# taz.de -- Maßregelvollzug in Berlin: Gute Tage, schlechte Tage
       
       > Jahrelang lebte die obdachlose Ungarin in der Potsdamer Straße. Jetzt
       > wurde sie zum Schutz der Allgemeinheit in den Maßregelvollzug
       > eingewiesen.
       
 (IMG) Bild: Ramona S. im April 2022 an einem ihrer besseren Tage in ihrer Nische in der Potsdamer Straße
       
       Berlin taz | In einer Nische in der Potsdamer Straße, wo früher eine
       Postfiliale war, schlief Ramona S. häufiger. Manchmal war das Lager
       liebevoll mit Tüchern abgehängt, sauber und aufgeräumt, dann wiederum
       verbarrikadierte sie sich hinter Sperrmüll.

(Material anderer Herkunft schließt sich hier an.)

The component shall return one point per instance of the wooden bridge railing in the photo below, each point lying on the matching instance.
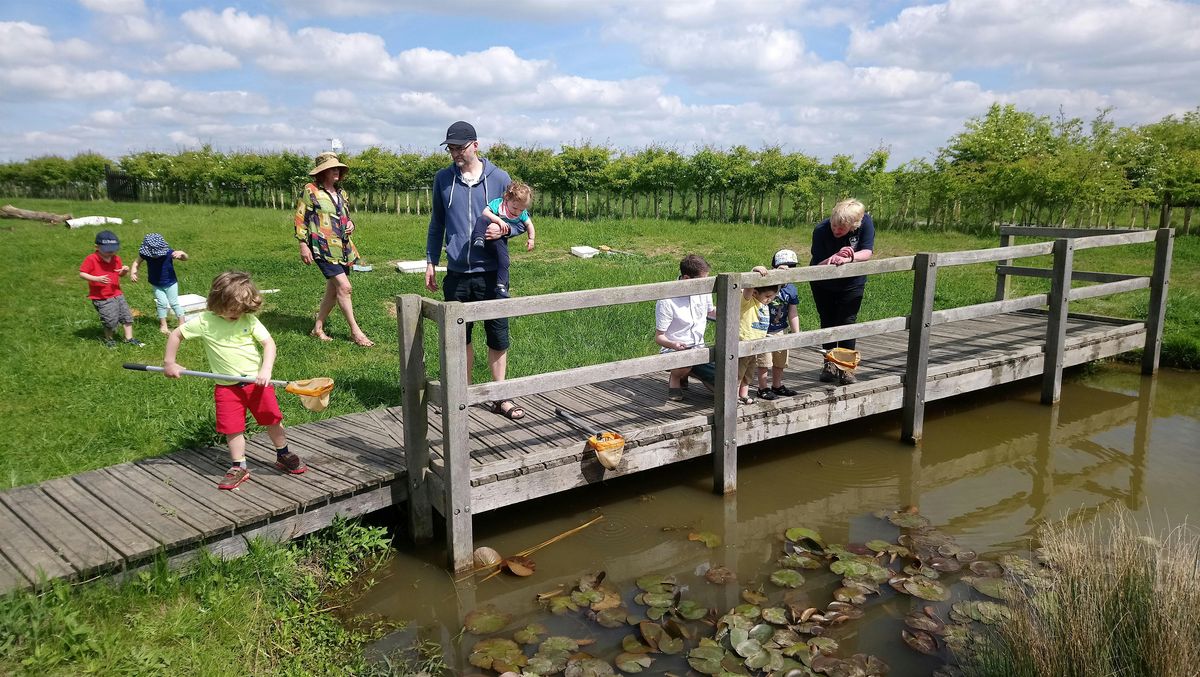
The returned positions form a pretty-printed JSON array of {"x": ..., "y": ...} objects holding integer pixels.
[{"x": 453, "y": 394}]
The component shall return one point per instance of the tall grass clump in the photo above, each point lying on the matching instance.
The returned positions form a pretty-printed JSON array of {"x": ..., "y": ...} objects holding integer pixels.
[{"x": 1116, "y": 600}]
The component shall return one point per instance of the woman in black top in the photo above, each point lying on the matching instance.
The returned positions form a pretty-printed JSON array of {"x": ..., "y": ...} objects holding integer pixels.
[{"x": 846, "y": 237}]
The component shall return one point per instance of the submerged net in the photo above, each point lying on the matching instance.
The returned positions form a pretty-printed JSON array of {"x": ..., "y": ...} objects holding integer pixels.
[{"x": 313, "y": 393}]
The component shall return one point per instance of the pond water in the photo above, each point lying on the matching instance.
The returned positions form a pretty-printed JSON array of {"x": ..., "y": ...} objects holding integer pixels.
[{"x": 990, "y": 469}]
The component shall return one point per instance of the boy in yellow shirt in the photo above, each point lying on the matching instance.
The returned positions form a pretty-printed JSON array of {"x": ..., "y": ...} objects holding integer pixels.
[{"x": 229, "y": 329}]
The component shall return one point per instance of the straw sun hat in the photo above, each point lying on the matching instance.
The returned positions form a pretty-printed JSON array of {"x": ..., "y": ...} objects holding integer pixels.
[{"x": 327, "y": 160}]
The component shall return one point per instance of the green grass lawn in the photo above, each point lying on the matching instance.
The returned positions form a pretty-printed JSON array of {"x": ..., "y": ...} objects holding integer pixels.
[{"x": 69, "y": 406}]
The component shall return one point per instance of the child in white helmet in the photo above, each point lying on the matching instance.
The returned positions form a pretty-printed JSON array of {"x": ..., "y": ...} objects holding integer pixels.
[{"x": 784, "y": 317}]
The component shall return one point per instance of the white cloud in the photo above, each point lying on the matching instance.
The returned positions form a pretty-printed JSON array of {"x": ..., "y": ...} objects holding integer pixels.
[
  {"x": 115, "y": 6},
  {"x": 22, "y": 42},
  {"x": 197, "y": 58}
]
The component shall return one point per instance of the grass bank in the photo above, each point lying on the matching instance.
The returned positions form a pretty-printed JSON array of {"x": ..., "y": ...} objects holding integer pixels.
[
  {"x": 1117, "y": 599},
  {"x": 70, "y": 407},
  {"x": 270, "y": 612}
]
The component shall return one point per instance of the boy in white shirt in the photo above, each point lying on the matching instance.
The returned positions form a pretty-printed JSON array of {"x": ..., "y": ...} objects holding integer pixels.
[{"x": 679, "y": 322}]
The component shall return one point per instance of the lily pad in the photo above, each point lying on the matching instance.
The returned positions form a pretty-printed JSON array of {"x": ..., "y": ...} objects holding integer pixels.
[
  {"x": 787, "y": 579},
  {"x": 927, "y": 588},
  {"x": 588, "y": 666},
  {"x": 775, "y": 615},
  {"x": 497, "y": 653},
  {"x": 486, "y": 619},
  {"x": 529, "y": 634},
  {"x": 805, "y": 538},
  {"x": 720, "y": 575},
  {"x": 634, "y": 661}
]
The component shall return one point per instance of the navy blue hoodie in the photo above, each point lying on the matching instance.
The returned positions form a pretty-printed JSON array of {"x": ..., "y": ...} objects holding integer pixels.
[{"x": 455, "y": 208}]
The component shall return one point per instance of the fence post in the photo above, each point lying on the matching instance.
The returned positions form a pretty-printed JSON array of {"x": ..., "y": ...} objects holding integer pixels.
[
  {"x": 725, "y": 394},
  {"x": 417, "y": 445},
  {"x": 919, "y": 321},
  {"x": 1002, "y": 280},
  {"x": 1164, "y": 243},
  {"x": 1056, "y": 323},
  {"x": 455, "y": 436}
]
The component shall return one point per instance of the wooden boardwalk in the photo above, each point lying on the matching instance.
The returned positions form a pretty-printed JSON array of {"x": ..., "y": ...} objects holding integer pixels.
[{"x": 121, "y": 517}]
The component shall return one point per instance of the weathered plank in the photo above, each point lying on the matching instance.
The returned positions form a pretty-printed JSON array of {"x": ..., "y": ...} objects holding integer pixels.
[{"x": 76, "y": 544}]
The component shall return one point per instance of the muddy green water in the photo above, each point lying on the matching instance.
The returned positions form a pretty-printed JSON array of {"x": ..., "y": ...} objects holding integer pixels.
[{"x": 991, "y": 467}]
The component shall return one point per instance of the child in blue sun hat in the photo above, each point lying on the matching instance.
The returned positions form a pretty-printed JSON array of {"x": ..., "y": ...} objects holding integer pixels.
[{"x": 160, "y": 261}]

In dem Viertel zwischen
       [1][Bülowstraße, Frobenstraße und Kurfürstenstraße] war die hagere Ungarin
       seit vielen Jahren bekannt.
       
       Wechselhaft wie ihr Wesen war ihre Erscheinung. In engem Kleid,
       hochhackigen Schuhen, geschminkt und aufgebrezelt tänzelte sie manchmal
       hinter dem Einkaufswagen her, in dem sie ihre Habe herumschob. Dann wieder
       rannte sie barfuß und nahezu unbekleidet durch die Straßen, war dreckig und
       ungepflegt. Mal war sie in sich gekehrt, führte Selbstgespräche, dann
       wieder schrie sie und pöbelte jeden an, der des Weges kam. Wenn sie Geld
       oder Zigaretten wollte, konnte sie auch ungemein zuvorkommend sein.
       
       Unberechenbar war die 36-Jährige, die [2][in der Kurfürstenstraße] auch der
       Prostitution nachging. Vielleicht war die Unberechenbarkeit der Grund, dass
       sie als obdachlose Frau so lange auf der Straße überlebt hatte. Aber sie
       hat dafür einen hohen Preis gezahlt.
       
       Im Frühjahr 2023 war Ramona S. plötzlich verschwunden. Eine schlimme
       Nachricht machte im Kiez die Runde. Die „Verrückte“, wie sie auch genannt
       wurde, sei irgendwo in einem Hausflur erstochen worden. Doch das stimmte
       nicht. Ramona S. lebt, war aber – zunächst vorläufig – im Krankenhaus des
       Maßregelvollzugs (KMV) untergebracht worden. Und sie muss vor Gericht: Fünf
       Taten sind diesmal angeklagt: versuchte und vollendete Körperverletzungen,
       begangen zwischen 2021 und 2022 in Schöneberg.
       
       ## Kaum wiederzuerkennen
       
       Es geht um Vorfälle wie diese: Einem Mann, der möglicherweise ein Freier
       war, soll sie gegen 3 Uhr morgens eine Bierflasche über den Kopf gehauen
       haben. Eine auf dem U-Bahnhof Kurfürstenstraße wartende Frau soll sie durch
       den Schlag mit einem Deoroller am Auge verletzt haben. Eine Passantin soll
       sie mit dem abgebrochenen Oberteil einer Weinflasche bedroht haben.
       
       Ramona S. ist kaum wiederzuerkennen, als sie am ersten Verhandlungstag
       Anfang August in den Gerichtssaal geführt wird. Auch die Zeugen sagen das.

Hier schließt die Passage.